Search code examples
akkaakka.netakka.net-cluster

Akka.NET cluster intermittent dead letters


We have our cluster running locally (for now) and everything seems to be configured correctly. Our prime calculation messages are distributed over our seednodes. However, we are intermittently losing messages. You can see the behaviour of two runs in the screenshot. Which messages are marked as dead letters isn't consistent at all.

Our messages are always sent the same way, they look like this. The last parameter means the nth prime to find.

new PrimeCalculationEntry(id, 1, 100000),
new PrimeCalculationEntry(id, 2, 150000),
new PrimeCalculationEntry(id, 3, 200000),
new PrimeCalculationEntry(id, 4, 250000),
new PrimeCalculationEntry(id, 5, 300000),
new PrimeCalculationEntry(id, 6, 350000),
new PrimeCalculationEntry(id, 7, 400000),
new PrimeCalculationEntry(id, 8, 450000)

Screenshot

Our cluster is set up like this: One non-seednode which is a group router and sends messages to two seednodes, which are configured as pool routers.

Non seednode: localhost:0 (random port)

akka {
            actor {
                provider = cluster
                deployment {
                    /commander {
                        router = round-robin-group # routing strategy
                        routees.paths = ["/user/cluster"] # path of routee on each node
                        cluster {
                            enabled = on
                            allow-local-routees = on
                        }
                    }
                }
            }
            remote {
                dot-netty.tcp {
                    port = 0 #let os pick random port
                    hostname = localhost
                }
            }
            cluster {
                seed-nodes = ["akka.tcp://ClusterSystem@localhost:8081", "akka.tcp://ClusterSystem@localhost:8082"]
            }
        }

Seednode 1: localhost:8081 (leader)

akka {
            actor {
                provider = cluster
                deployment {
                    /cluster {
                        router = round-robin-pool
                        nr-of-instances = 10
                    }
                }
            }
            remote {
                dot-netty.tcp {
                    port = 8081
                    hostname = localhost
                }
            }
            cluster {
                seed-nodes = ["akka.tcp://ClusterSystem@localhost:8081"]
            }
        }

Seednode 2: localhost:8082

akka {
            actor {
                provider = cluster
                deployment {
                    /cluster {
                        router = round-robin-pool
                        nr-of-instances = 10
                    }
                }
            }
            remote {
                dot-netty.tcp {
                    port = 8082
                    hostname = localhost
                }
            }
            cluster {
                seed-nodes = ["akka.tcp://ClusterSystem@localhost:8081"]
            }
        }

Can anyone point us in the right direction? Any issues with our configuration? Thank you in advance.


Solution

  • I think I know what the issue is here - you don't have any akka.cluster.roles defined nor is your /commander router configured with the use-role setting - so as a result, every Nth message is being dropped because it's trying to route a message to itself and does not have a /user/cluster actor present to receive it.

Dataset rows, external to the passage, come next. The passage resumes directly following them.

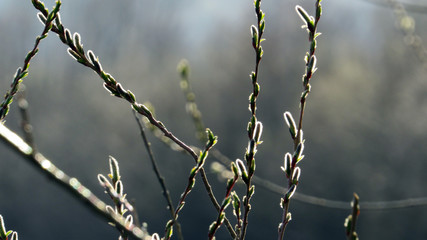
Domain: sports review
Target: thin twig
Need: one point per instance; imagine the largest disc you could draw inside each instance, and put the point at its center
(25, 118)
(351, 220)
(160, 178)
(22, 72)
(254, 127)
(196, 116)
(70, 184)
(291, 170)
(76, 51)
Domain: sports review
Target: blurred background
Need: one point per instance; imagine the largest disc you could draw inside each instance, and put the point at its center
(365, 124)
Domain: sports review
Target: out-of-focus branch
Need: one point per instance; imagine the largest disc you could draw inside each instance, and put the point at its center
(70, 184)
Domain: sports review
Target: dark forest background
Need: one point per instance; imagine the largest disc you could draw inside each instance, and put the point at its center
(365, 122)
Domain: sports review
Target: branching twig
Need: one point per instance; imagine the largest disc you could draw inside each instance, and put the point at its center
(158, 174)
(192, 109)
(77, 52)
(191, 182)
(22, 72)
(254, 126)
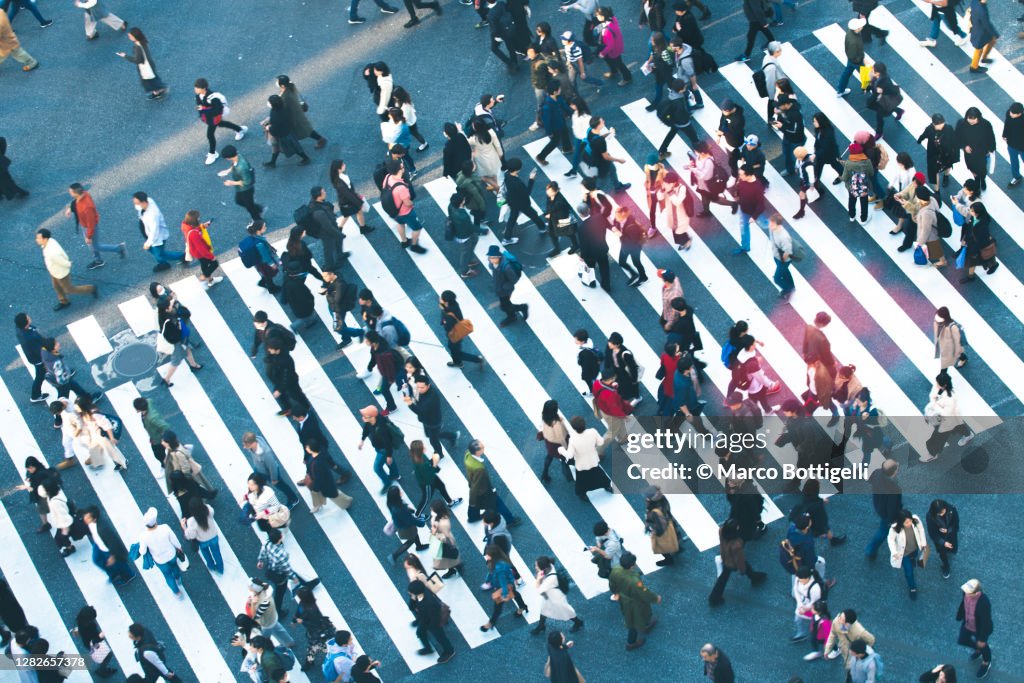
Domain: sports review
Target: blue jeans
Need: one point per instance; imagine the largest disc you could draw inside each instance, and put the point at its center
(782, 276)
(164, 256)
(171, 574)
(844, 79)
(120, 568)
(380, 462)
(210, 550)
(880, 537)
(15, 6)
(744, 228)
(1015, 160)
(353, 7)
(907, 564)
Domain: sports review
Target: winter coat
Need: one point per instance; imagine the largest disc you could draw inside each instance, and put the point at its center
(897, 541)
(635, 599)
(554, 604)
(982, 30)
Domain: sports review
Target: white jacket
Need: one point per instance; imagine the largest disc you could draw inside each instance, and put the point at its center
(897, 542)
(943, 407)
(554, 604)
(583, 449)
(806, 595)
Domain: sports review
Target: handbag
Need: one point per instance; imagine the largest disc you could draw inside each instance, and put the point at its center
(182, 560)
(988, 251)
(164, 347)
(99, 651)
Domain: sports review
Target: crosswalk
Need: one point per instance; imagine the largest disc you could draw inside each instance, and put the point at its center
(881, 304)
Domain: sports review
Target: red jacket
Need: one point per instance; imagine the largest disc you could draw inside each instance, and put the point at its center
(198, 245)
(609, 402)
(88, 217)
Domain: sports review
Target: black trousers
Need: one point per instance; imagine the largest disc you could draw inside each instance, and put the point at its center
(561, 139)
(211, 131)
(673, 131)
(752, 33)
(246, 200)
(527, 211)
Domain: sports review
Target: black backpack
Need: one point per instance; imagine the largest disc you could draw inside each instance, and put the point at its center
(304, 218)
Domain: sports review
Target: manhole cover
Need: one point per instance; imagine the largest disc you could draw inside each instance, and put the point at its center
(134, 359)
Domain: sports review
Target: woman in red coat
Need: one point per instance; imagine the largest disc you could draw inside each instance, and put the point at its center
(198, 244)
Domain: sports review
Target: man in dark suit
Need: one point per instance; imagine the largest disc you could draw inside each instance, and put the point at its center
(109, 552)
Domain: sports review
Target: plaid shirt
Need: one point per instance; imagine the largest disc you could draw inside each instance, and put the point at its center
(274, 558)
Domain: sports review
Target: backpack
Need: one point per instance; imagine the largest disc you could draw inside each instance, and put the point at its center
(858, 183)
(563, 579)
(942, 225)
(249, 253)
(287, 657)
(304, 218)
(401, 332)
(223, 103)
(761, 82)
(387, 199)
(328, 669)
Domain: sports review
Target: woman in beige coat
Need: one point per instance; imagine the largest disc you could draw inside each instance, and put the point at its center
(440, 528)
(555, 437)
(948, 340)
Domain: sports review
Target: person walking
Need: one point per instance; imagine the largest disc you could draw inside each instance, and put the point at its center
(975, 613)
(482, 495)
(243, 178)
(635, 600)
(732, 559)
(554, 606)
(943, 528)
(507, 271)
(212, 108)
(142, 58)
(906, 543)
(151, 654)
(58, 266)
(164, 550)
(10, 46)
(83, 209)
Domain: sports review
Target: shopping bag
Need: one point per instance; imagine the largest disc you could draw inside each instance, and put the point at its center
(865, 77)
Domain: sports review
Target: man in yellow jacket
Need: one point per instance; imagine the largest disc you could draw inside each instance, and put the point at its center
(58, 265)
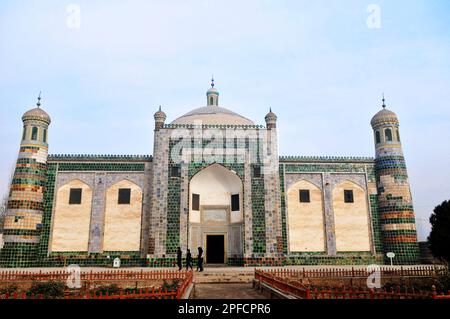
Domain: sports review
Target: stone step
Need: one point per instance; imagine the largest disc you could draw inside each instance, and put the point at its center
(234, 276)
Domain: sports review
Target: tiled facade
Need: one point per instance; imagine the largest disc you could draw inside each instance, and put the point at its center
(266, 179)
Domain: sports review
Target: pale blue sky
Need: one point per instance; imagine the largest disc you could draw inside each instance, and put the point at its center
(316, 63)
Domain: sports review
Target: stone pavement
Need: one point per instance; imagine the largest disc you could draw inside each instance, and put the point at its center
(226, 291)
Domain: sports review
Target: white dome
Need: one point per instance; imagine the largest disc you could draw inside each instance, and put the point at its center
(213, 115)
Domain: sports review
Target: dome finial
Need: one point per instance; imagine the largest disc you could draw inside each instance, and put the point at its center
(39, 100)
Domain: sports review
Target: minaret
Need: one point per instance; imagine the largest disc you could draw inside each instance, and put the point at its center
(271, 120)
(395, 205)
(26, 203)
(212, 95)
(160, 118)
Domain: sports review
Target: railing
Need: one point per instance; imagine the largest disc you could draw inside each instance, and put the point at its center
(286, 281)
(272, 280)
(111, 275)
(349, 293)
(23, 277)
(419, 271)
(439, 296)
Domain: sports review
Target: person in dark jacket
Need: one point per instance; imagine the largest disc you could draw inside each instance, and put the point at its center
(179, 254)
(188, 259)
(200, 259)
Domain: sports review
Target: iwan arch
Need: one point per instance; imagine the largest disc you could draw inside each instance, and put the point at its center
(215, 180)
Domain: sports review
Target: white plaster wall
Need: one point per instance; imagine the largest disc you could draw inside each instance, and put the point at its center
(215, 185)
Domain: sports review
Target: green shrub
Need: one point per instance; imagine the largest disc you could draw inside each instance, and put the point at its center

    To fix this properly, we should do the following:

    1. Have all nodes that can process the PrimeCalculationEntry declare akka.cluster.roles=[prime]
    2. Have the node with the /commander router change its HOCON to:
         /commander {
            router = round-robin-group # routing strategy
            routees.paths = ["/user/cluster"] # path of routee on each node
            cluster {
                enabled = on
                allow-local-routees = on
                use-role = "prime"
            }
        }
    

    This will eliminate the deadletters as the /commander node will no longer be sending messages to itself every N iterations.